Brandon Joiner of Ribbit Computers explains phishing scams involve sending out blast emails to tens of thousands of people.
'They are trying to see if they can hook anybody, or take the bait so to speak and click on the link. They are hoping to get personal information or credit card information at that time."
This phishing scam is particularly convincing because the emails appear to come from accounts you know.
Google confirms it is investigating what it calls a phishing email and is telling customers not to open their emails.
The company issued the following statement:
"We have taken action to protect users against an email impersonating Google Docs & have disabled offending accounts.
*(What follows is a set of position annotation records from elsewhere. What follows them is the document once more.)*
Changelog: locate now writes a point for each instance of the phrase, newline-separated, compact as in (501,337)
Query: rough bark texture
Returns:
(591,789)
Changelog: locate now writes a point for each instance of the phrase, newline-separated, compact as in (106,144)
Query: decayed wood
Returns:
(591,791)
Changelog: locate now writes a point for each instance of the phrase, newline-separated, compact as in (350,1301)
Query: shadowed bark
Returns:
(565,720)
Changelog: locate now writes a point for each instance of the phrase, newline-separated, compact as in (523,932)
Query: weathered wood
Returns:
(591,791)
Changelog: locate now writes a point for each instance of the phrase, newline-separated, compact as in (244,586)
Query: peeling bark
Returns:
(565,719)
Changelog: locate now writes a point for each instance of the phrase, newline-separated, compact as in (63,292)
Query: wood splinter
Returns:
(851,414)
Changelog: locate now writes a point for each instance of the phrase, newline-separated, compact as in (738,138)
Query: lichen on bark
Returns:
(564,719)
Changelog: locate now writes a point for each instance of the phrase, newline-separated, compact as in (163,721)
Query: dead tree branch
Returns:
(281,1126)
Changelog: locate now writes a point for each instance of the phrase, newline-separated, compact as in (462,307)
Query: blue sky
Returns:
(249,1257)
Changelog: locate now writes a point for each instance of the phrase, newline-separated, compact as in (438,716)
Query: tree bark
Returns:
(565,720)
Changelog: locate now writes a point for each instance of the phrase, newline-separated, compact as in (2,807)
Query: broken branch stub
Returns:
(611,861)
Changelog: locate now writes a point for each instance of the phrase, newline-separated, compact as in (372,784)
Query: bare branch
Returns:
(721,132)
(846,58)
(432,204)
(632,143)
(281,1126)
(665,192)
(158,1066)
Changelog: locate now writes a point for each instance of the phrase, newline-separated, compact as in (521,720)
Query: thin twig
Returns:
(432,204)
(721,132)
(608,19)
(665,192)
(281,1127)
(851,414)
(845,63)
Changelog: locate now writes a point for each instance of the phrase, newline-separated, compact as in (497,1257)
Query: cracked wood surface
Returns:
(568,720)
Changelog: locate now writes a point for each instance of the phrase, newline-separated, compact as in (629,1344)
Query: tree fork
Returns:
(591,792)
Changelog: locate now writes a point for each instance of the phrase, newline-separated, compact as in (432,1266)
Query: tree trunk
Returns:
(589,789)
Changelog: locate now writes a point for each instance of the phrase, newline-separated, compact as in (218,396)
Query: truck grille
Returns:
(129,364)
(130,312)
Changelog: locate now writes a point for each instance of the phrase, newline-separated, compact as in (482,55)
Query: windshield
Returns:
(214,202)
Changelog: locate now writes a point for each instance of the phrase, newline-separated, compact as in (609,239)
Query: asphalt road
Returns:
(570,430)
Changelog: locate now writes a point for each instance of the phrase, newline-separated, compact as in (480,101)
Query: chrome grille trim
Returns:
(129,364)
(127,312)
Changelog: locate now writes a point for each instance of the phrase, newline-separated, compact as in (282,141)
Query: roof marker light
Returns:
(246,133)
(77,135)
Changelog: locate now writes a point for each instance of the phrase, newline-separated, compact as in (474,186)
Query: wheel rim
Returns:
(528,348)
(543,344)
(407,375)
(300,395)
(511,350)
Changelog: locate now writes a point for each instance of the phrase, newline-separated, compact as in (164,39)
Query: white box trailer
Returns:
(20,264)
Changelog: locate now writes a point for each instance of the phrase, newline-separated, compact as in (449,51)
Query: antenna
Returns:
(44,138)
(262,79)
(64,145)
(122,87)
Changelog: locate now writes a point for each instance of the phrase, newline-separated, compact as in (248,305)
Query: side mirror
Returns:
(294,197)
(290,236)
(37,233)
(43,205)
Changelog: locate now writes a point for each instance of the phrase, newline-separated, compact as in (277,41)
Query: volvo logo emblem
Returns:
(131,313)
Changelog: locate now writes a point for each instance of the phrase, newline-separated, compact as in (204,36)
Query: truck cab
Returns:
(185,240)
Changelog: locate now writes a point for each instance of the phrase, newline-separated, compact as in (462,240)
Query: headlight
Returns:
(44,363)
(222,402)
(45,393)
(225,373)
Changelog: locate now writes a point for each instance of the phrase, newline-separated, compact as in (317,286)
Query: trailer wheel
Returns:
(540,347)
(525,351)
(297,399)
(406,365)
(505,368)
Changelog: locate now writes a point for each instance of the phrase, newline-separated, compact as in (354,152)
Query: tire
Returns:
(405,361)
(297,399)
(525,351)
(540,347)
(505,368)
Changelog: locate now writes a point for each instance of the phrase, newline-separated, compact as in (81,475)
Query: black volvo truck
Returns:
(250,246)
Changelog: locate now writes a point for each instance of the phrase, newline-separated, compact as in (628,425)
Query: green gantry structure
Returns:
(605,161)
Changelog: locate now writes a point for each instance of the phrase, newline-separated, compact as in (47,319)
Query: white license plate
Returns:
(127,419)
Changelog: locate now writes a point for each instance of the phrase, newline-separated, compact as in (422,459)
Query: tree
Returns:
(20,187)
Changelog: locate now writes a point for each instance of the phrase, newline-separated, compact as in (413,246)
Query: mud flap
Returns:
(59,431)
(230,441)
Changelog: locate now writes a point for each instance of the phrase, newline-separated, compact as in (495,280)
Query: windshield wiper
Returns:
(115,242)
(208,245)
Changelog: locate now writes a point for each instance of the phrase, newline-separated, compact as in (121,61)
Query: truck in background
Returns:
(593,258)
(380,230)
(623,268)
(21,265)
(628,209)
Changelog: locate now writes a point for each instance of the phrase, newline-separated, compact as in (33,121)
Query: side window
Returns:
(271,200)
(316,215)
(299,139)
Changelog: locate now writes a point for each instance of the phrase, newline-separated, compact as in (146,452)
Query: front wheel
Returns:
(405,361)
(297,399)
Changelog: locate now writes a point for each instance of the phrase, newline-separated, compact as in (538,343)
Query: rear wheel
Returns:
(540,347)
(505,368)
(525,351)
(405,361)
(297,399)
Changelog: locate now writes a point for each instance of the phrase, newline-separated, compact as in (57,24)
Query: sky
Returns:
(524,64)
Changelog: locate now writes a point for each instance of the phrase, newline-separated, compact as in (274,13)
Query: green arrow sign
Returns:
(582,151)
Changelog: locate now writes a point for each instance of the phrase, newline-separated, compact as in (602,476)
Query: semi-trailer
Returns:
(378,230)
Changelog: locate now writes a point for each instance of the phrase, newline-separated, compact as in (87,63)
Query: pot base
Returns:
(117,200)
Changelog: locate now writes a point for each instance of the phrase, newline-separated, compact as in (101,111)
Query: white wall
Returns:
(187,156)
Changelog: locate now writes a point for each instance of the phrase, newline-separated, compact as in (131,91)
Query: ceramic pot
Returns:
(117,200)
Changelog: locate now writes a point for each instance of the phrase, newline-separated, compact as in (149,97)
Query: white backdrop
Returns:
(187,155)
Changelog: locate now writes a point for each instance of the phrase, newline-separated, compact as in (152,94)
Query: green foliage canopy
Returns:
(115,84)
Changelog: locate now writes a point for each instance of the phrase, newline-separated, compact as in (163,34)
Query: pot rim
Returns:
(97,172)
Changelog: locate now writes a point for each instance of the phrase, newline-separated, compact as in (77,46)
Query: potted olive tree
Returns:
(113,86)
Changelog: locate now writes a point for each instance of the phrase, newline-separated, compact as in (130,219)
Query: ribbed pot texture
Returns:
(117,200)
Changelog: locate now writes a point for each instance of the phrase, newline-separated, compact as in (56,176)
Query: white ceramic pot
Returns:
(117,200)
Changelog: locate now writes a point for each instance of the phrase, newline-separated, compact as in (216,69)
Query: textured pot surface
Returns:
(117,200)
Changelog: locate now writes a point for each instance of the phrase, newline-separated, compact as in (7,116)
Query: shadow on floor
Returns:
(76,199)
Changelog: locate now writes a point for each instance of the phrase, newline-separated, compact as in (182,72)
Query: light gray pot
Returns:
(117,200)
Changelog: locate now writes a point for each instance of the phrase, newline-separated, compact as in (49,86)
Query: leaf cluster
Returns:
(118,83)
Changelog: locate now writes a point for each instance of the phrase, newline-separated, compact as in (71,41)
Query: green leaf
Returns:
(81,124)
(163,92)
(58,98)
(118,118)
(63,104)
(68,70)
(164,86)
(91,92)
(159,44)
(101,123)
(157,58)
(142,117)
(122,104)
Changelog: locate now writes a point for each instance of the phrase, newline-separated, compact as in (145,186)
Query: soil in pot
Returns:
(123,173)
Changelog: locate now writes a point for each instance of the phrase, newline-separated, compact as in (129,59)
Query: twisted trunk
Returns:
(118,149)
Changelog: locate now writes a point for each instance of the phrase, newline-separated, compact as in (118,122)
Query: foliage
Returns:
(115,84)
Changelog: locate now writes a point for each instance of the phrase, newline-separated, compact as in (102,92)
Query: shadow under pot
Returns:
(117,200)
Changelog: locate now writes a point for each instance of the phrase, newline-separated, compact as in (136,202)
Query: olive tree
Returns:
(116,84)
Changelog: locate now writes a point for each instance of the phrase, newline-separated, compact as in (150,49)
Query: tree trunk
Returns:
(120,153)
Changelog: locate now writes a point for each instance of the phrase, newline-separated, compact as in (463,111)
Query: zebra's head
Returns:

We’ve removed the fake pages, pushed updates through Safe Browsing, and our abuse team is working to prevent this kind of spoofing from happening again. We encourage users to report phishing emails in Gmail."
You can read original post on how it works and how to avoid it, but that doesn’t really help if you’ve already clicked the link. Here’s how to fix the Google Doc hack, for anyone already compromised.
The Docs attack works by tricking you into authorising a fake app, called “Google Docs,” and allowing it to read, send and delete your emails. The kind of damage a hacker can do with that access is huge: most of your other accounts probably use Gmail as the “reset account” email, so it would theoretically let a hacker get control of your Apple, Amazon, Facebook and Twitter accounts — just for starters.
Luckily, because the hack uses Google’s own Apps system to gain control, it’s also easy to delete. Go to Google’s account management page, Sign-In and Security, and then Connected Apps. Once you’re there, hit the button that says “Manage Apps” to see the full list of apps and permissions.
You’re looking for one titled “Google Docs,” but this is a good opportunity to go through the list and delete anything you don’t recognize, or anything with permissions that are far too broad. Google is already taking steps to fix this attack, so if you don’t see the Google Docs app in the list, it means you’re probably safe.
This attack was unusual for using Google’s own Apps framework to target users, but emails with links are not an unusual way to hack users. Nimrod Vax, the co-founder of security firm BigID and an expert on phishing attacks, described it as a “classic spear-phishing attack” that “works because it looks familiar.”
Going forward, he suggests using this opportunity to “really look at what permissions an app is asking for” — using Google’s account system was clever, but if you “look at permissions before you authorize an app, you can see what if what they’re asking for is unusual. There’s no reason a PDF reader would need to read and delete emails.”
If you’ve been phished, change your passwords to something you have never used before. Ideally, your passwords should be long and should not be words that could be found in a dictionary. The first things hackers do when breaking into a site is use computer programs that will try every word in the dictionary. Your email account is a ripe target for hackers because your inbox is the key to resetting the passwords of, and potentially breaking into, dozens of other accounts.